Build pytorch3d (only required for SHAC baseline)

# Use a prebuilt version of PyTorch3D compatible with PyTorch 2.5.1 and CUDA 12.4
pip install pytorch3d==0.7.8+pt2.5.1cu124 --extra-index-url https://miropsota.github.io/torch_packages_builder

Test Example

A test example can be found in the examples folder.

python test_env.py --env AntEnv

If the console outputs Finish Successfully in the last line, the code installation succeeds.

Instruction

Running the following commands in examples folder allows to train Hopper with D.VA.

python train_dva.py --cfg ./cfg/dva/hopper.yaml --logdir ./logs/Hopper/dva

Evaluation videos will be saved in a directory following the pattern:logs/Hopper/dva/$DATE/eval. Evaluation videos are saved every $save_interval training episodes, as specified in the corresponding YAML configuration file, e.g., cfg/dva/hopper.yaml.
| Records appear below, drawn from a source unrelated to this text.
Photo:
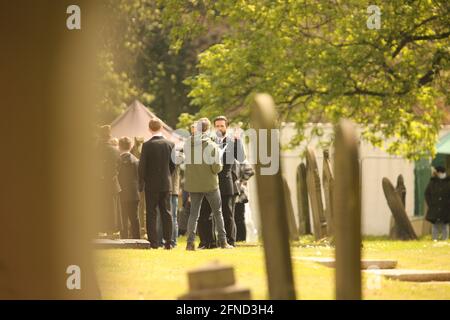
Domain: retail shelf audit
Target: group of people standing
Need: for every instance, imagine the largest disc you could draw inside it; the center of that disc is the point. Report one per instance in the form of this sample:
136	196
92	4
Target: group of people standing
214	184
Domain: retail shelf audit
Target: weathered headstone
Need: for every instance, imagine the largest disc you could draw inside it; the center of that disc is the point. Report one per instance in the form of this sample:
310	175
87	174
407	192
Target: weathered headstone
413	275
347	206
136	151
315	195
274	225
121	244
304	224
400	188
293	230
365	263
404	227
214	282
328	186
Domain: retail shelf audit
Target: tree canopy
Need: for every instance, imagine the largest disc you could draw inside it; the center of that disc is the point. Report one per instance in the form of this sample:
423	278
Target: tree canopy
137	61
321	62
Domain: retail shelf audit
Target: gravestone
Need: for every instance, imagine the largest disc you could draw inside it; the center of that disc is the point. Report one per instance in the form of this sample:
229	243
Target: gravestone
121	244
347	206
315	195
293	230
136	151
400	188
365	263
404	227
413	275
304	224
328	185
214	282
274	225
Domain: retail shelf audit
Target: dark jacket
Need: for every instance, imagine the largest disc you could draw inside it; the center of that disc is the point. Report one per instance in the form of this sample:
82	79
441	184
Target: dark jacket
234	151
109	156
156	165
128	177
437	196
243	172
201	177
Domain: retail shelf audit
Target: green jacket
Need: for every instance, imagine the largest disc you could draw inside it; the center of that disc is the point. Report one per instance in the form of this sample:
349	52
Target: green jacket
201	175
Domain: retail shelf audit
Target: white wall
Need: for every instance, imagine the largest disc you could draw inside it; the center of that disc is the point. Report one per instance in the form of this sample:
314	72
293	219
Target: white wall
375	164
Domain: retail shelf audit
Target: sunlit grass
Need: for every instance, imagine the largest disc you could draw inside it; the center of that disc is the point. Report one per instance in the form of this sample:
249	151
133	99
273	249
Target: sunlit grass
160	274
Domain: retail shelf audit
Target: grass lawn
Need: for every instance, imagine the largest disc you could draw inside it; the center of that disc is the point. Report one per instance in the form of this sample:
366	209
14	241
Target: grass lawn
160	274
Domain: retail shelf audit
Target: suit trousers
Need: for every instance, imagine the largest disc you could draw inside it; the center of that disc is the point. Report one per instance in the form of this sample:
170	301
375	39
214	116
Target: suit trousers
161	201
205	227
228	202
239	218
130	213
214	201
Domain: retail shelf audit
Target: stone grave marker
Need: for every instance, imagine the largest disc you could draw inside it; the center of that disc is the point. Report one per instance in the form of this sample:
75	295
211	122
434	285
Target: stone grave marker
214	282
400	188
413	275
293	230
304	224
315	195
274	224
328	186
365	263
347	206
404	227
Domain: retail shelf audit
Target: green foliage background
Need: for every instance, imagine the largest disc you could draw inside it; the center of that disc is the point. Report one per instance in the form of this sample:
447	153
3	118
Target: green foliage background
318	59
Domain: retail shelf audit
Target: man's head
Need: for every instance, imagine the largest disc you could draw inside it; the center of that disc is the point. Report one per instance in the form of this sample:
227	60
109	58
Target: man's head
125	144
221	125
441	172
155	125
193	128
105	132
203	125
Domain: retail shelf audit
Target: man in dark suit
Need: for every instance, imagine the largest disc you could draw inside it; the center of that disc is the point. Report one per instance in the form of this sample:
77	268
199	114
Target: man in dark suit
155	174
129	183
232	149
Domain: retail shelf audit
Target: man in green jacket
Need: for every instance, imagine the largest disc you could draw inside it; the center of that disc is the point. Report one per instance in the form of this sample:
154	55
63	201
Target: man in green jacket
202	164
To run curl, or state2visDagger use the following command:

python train_$method.py --cfg ./cfg/$method/hopper.yaml --logdir ./logs/Hopper/$method

where $method is the desired baseline name.

To run drqv2, using the following command:

python train_drqv2.py task=hopper

To run dreamerv3, using the following command:

python --configs dflex_vision --task dflex_$env --logdir ./logs/dreamerv3/$env

where $env is the name of the environment (e.g., hopper, humanoid, etc.).

To run SHAC with differentiable rendering, using the following command

python train_shac.py --cfg ./cfg/shac/hopper_vis.yaml  --logdir ./logs/Hopper/shac

Note, the SHAC baseline requires environments with differentiable rendering, which differs from other methods that use ManiSkill as the default rendering engine.

To run our method (D.VA) under the same differentiable rendering, simply replace the config file:cfg/dva/hopper.yaml to cfg/dva/diff_render_hopper.yaml

Methods

D.Va

D.Va is a quasi-analytical policy gradient algorithm for learning image-based continuous control tasks. It extends SHAC to operate directly from pixels by decoupling the rendering process from the gradient computation pipeline.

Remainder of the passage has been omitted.